On 01/09/2016 12:59, "Thadeu Lima de Souza Cascardo" <casca...@redhat.com>
wrote:
>On Thu, Sep 01, 2016 at 05:17:44PM +0000, Daniele Di Proietto wrote:
>> Let me try to sum up the problem further
>>
>> 1) Behavior on master, before commit 47bf118665a3("ofproto: Always set MTU
>> for new internal ports."):
>>
>> a) When an internal interface is added, or its MTU has changed we only
>> change its MTU if it is bigger than the bridge minimum
>> b) When a non internal, non tunnel port is added, we reconfigure every
>> internal interface to match exactly the bridge minimum, no matter what
>> c) If the bridge doesn't have physical ports (only tunnels and
>> internals), we consider the minimum mtu to be invalid and we don't change
>> the internal interfaces mtu
>>
>> I felt that there was an inconsistency between 1a and 1b. I thought 1c was
>> not very clean, because the current configuration depends on the previous
>> state (if there were physical ports at some point, we would lower the
>> internal interfaces mtu, but we couldn't restore it when they were removed)
>>
>> 2) Behavior on master after commit 47bf118665a3("ofproto: Always set MTU for
>> new internal ports."):
>>
>> a) When an internal interface is added, or its MTU has changed we
>> overwrite its MTU with the bridge minimum.

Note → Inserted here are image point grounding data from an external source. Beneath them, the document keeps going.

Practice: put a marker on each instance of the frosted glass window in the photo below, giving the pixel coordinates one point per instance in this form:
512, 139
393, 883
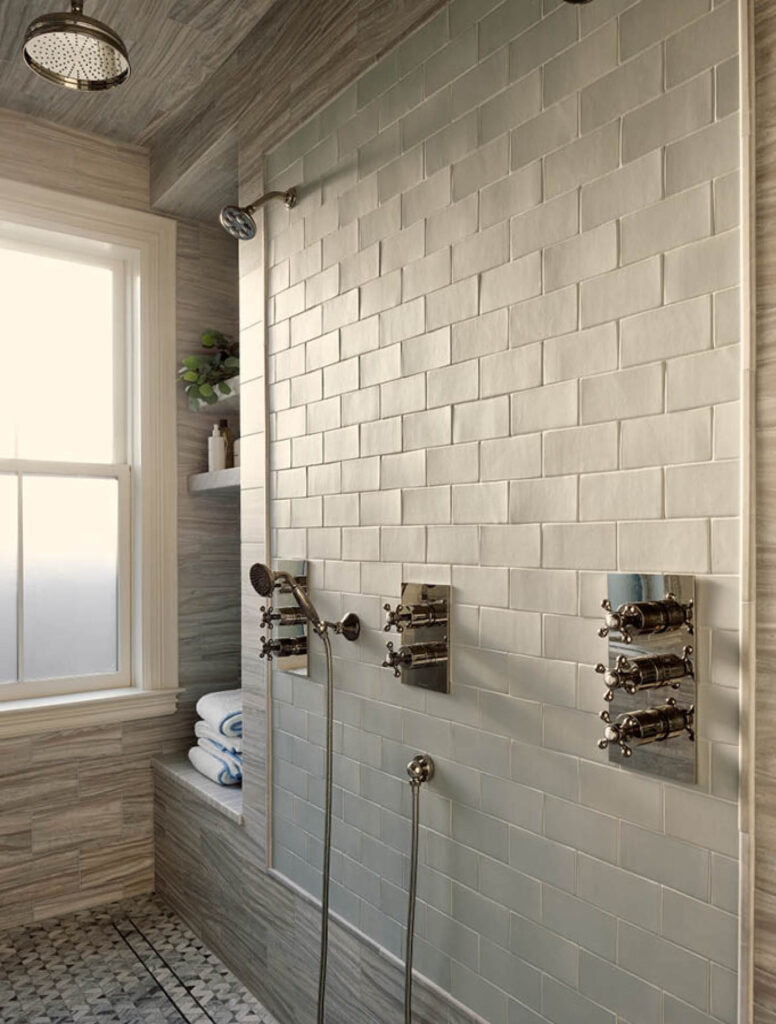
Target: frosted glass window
58, 328
71, 557
8, 579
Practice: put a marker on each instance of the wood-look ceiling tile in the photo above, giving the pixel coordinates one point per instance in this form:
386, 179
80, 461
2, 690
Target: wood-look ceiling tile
174, 47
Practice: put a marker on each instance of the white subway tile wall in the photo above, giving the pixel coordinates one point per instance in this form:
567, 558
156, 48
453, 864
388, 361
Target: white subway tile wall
503, 329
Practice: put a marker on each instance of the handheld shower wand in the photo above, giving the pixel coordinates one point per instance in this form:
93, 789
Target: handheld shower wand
264, 582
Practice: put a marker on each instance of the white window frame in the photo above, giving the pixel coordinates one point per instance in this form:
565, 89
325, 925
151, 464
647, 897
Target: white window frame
142, 247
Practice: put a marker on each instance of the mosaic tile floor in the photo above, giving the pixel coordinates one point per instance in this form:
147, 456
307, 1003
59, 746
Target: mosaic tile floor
130, 963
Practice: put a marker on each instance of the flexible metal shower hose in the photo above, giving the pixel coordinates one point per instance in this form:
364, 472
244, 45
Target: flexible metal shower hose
416, 787
327, 824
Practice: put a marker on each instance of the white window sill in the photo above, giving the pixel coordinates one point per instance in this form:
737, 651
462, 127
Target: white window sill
83, 711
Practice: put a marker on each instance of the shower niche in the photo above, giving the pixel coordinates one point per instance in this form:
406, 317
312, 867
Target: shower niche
649, 675
284, 626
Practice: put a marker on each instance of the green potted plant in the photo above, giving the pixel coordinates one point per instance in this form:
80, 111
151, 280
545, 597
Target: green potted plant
205, 378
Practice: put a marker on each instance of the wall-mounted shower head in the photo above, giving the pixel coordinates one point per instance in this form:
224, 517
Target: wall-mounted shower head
238, 220
76, 51
264, 581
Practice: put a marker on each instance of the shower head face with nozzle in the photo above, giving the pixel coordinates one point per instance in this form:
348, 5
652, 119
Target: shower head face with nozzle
76, 51
262, 580
239, 222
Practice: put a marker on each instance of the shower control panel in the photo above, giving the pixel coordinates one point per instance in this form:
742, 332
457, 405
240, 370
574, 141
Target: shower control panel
422, 620
286, 624
650, 673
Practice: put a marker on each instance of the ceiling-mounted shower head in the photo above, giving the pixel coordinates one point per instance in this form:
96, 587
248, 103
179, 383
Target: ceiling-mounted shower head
76, 51
238, 220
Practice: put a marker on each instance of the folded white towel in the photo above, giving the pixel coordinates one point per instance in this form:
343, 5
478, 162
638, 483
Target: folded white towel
222, 768
220, 752
231, 743
222, 711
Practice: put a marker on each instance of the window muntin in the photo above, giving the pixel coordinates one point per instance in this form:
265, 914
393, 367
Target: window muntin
63, 457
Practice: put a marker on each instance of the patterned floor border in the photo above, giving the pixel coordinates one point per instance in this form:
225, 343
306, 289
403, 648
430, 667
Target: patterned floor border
130, 963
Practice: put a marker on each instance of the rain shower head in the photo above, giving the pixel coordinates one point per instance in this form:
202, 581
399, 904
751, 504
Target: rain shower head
76, 51
238, 220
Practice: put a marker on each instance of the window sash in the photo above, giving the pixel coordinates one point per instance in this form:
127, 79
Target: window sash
29, 689
78, 250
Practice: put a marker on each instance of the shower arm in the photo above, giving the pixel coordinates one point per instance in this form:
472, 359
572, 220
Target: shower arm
289, 198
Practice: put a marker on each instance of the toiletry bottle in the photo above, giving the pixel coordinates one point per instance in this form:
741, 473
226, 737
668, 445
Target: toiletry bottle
223, 426
216, 450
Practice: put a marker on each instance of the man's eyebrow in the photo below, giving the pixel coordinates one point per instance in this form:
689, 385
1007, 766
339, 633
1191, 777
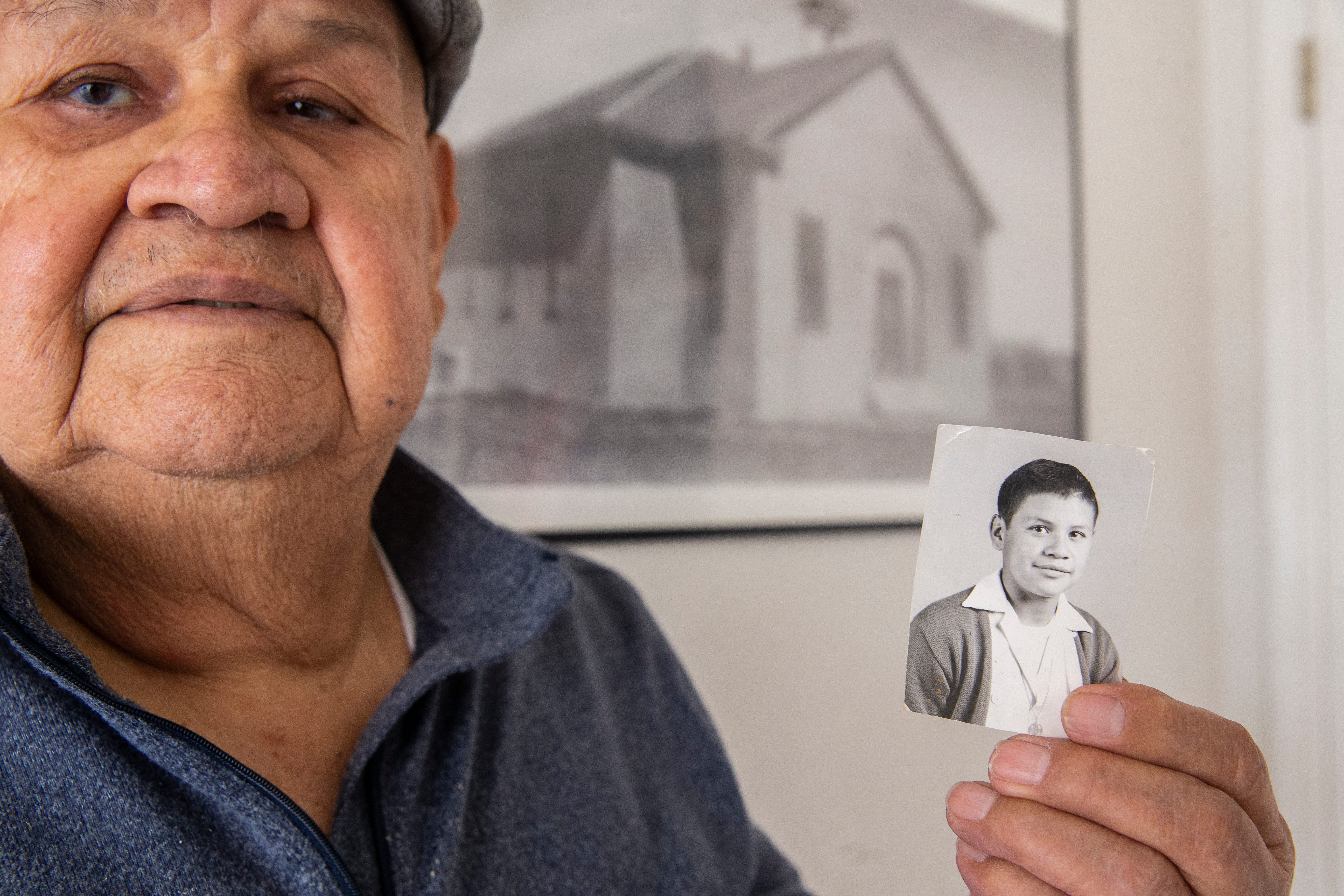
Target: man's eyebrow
338, 33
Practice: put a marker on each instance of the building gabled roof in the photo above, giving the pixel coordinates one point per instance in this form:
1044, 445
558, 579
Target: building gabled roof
699, 100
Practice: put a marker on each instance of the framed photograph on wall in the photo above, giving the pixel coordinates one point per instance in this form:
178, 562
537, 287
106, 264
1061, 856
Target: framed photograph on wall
730, 262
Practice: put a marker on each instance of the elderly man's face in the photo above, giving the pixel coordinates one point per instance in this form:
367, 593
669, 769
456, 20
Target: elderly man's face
221, 223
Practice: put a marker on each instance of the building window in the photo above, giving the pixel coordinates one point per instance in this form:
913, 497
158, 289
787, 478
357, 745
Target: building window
812, 273
894, 355
962, 303
507, 299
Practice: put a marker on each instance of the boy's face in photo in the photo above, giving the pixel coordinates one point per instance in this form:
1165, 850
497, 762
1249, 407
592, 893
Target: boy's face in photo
1045, 545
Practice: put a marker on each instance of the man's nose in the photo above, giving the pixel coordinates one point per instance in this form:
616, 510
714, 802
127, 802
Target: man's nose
1058, 547
225, 174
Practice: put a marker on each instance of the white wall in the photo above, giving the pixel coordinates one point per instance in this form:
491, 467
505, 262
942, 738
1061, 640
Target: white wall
797, 643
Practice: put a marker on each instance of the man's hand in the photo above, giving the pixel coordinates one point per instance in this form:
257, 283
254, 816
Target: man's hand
1150, 796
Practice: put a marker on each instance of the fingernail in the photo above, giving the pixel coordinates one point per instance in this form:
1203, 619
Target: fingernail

>> b) When a non internal, non tunnel port is added, we reconfigure every
>> internal interface to match exactly the bridge minimum, no matter what
>> c) If the bridge doesn't have physical ports (only tunnels and
>> internals), we consider the minimum mtu to be 1500. We therefore force
>> every internal interface to be 1500.
>>
>> Behavior b is the same. Behavior a is changed to match more closely
>> behavior b. Behavior c is changed completely. Now the current
>> configuration doesn't depend on the previous state.
>> When I made the change I didn't think that there were valid use cases for
>> allowing the user to configure internal interfaces MTU. The test suite
>> obviously proved me wrong.
>>
>> ---------
>>
>> Proposed solution:
>>
>> A) This patch.
>>
>> Since OVS is not able the control the MTU in case of tunnelling or MPLS,
>> stop doing it entirely. The systems that relied on the old behavior need to
>> be updated.
>>
>> B) We could consider an hybrid solution that keeps backwards compatibility
>> for tunnelling use cases (like our testsuite).
>>
>> 2a)
>> 2b or 1b)
>> 1c)
>>
>>
>>
>>
>> This would not solve the problem for MPLS. MPLS uses physical devices,
>> so the internal interface would be forced to match the physical interfaces
>> and this is not OK for MPLS (or double vlans). Also, this solution keeps
>> behavior 1c, which makes the mtu assignment "stateful".
>>
>> Other ideas?
>>
>> Thanks,
>>
>> Daniele
>
>
>How about we let the interfaces to have a less than minimum MTU? Would that
>solve the problem with tunnels/overlays?
>
>Then, we partially revert the patch, like below. This has fixed at least the
>VXLAN system test for me.
>
>Cascardo.
>
>diff --git a/ofproto/ofproto.c b/ofproto/ofproto.c
>index 9d62b72..6383dc8 100644
>--- a/ofproto/ofproto.c
>+++ b/ofproto/ofproto.c
>@@ -2752,8 +2752,10 @@ update_mtu(struct ofproto *p, struct ofport *port)
> return;
> }
> if (ofport_is_internal(p, port)) {
>- if (!netdev_set_mtu(port->netdev, p->min_mtu)) {
>- dev_mtu = p->min_mtu;
>+ if (dev_mtu > p->min_mtu) {
>+ if (!netdev_set_mtu(port->netdev, p->min_mtu)) {
>+ dev_mtu = p->min_mtu;
>+ }
> }
> port->mtu = dev_mtu;
> return;
Hi Cascardo,
thanks for your suggestions. While I agree that your approach fixes the
system tests, and it's more consistent, it still breaks compatibility for
some users.
I'm taking a look at a system where the controller adds 'eth1' (with MTU 1600)
to 'br0' and it expects 'br0' MTU to go to 1600.
At this point I think the best thing to do is to keep the old behavior, like
Jesse and Darrell suggested, but allow the user to override it with mtu_request.